While I am busy vomiting words inside the earpiece of my smart phone I blatantly ignore the shadow by my window, waving some cardboard sign at me. This is LA, a homeless person is posted every five traffic lights, with the veterans having the monopoly of the good intersections, and one can’t worry about them all, especially the obviously drunk or obviously deranged. Some are more good-humoured than others, the ones with marketing skills will dispense a compliment or two to entice a girl to part with her hard-earned cash and some hold downright hilarious signs. “Mother in law coming to visit this week-end – need money for a chainsaw”, read the board at the feet of a skinny and dishevelled young man slouched on the pavement in downtown Santa Monica. What made the sign funny was its obvious detachment from reality: you could just not picture this young man either married or able to brandish a chainsaw at anybody. But I walked on.
When I looked into the side view mirror at the shadow passing on and looking for better luck with other motorists, I noticed it was a girl. Bright and dirty blonde hair, blue eyes and a ready smile. The grimy clothes hadn’t seen a washing machine in quite some time but they somehow belonged together, a long brown skirt, an oversize cardigan, not the hodgepodge of donated or found rags typical of most homeless women. There was no trace of apparent mental illness in her expression, nor the far away or twitchy gaze of drug addiction, nor the stupor of alcohol. Just a girl.

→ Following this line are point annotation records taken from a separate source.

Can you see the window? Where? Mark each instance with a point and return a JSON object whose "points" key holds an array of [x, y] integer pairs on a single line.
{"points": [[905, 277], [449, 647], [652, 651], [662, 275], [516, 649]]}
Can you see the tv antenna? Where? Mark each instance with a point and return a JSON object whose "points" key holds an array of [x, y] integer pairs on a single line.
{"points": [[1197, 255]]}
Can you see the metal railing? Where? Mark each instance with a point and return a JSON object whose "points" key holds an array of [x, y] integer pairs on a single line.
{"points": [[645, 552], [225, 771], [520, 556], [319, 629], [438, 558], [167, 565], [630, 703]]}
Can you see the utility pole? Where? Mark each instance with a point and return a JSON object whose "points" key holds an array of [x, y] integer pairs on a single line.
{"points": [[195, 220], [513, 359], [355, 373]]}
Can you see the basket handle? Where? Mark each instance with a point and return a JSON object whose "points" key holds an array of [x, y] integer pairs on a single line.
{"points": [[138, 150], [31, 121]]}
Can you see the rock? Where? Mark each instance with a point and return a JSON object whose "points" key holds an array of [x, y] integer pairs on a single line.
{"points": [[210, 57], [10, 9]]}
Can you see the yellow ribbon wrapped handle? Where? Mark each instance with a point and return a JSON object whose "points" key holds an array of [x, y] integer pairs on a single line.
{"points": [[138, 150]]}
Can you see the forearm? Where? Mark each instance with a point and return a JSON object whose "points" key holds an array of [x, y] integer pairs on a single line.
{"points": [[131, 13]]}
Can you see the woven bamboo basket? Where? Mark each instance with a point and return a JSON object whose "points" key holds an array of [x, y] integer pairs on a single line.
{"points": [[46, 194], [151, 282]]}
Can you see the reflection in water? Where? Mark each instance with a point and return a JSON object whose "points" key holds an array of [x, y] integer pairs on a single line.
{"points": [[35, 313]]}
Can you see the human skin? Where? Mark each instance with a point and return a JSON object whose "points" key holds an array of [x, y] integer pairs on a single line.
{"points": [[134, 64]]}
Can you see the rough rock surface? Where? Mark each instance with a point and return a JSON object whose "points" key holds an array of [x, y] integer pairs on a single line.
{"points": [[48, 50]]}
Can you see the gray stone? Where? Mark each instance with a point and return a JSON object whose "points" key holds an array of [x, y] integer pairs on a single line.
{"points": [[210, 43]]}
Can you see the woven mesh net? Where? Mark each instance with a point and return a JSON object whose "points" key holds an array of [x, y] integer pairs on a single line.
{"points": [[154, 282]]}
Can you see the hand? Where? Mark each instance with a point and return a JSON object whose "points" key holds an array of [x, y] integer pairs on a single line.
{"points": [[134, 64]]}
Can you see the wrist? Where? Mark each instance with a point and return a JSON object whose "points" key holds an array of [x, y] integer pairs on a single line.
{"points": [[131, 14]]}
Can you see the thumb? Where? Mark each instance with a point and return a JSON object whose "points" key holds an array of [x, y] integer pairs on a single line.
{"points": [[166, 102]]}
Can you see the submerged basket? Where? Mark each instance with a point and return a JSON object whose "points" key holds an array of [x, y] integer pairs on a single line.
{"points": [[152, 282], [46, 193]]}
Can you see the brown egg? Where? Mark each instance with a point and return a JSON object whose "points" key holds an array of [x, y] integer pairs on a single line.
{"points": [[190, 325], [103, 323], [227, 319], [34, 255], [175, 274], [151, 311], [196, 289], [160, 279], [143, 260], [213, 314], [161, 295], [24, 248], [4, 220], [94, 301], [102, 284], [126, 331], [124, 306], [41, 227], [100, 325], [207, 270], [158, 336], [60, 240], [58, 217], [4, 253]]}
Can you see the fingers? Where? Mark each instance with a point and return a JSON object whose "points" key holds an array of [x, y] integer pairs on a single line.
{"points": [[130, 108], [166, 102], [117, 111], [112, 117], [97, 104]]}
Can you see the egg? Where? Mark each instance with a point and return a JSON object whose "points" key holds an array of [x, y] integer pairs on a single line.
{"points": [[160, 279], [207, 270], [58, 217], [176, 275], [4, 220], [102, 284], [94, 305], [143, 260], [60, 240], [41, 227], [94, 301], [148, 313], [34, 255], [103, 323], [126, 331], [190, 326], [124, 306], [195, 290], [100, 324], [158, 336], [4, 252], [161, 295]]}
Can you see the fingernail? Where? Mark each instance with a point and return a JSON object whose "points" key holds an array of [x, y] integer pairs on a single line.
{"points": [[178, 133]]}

“Hey” I called. She turned, having already written me off as another self-absorbed twit on her morning commute. Cursing my ingrained habit of not carrying any cash I poured a smattering of small change in my lap and passed it on to her “I am sorry, it’s all I have”. Her dirty fingers brushed my lemon verbena scented palm and left a temporary bruise and an itching to wash my hands all over. She smiled an open smile and I looked at her, really looked at her, without averting my gaze out of embarrassment and she stared back, with no shame. Don’t we all want to be seen? In my daily life I am so used to (mostly) gratifying human contact that I take it for granted – at times it’s even too much, making me crave solitude. But life on the streets must bring a kind of loneliness quite unlike any other. No brief interaction with the checkout girl at the market or the barista at Starbucks.
Homeless people, dirty and tattered and smelly, are entitled to their dignity, to my smile and my honest gaze and my recognition. Even if it’s all I can do. That and bagging some clothes out of my closet in case Blondie is at the same light tomorrow.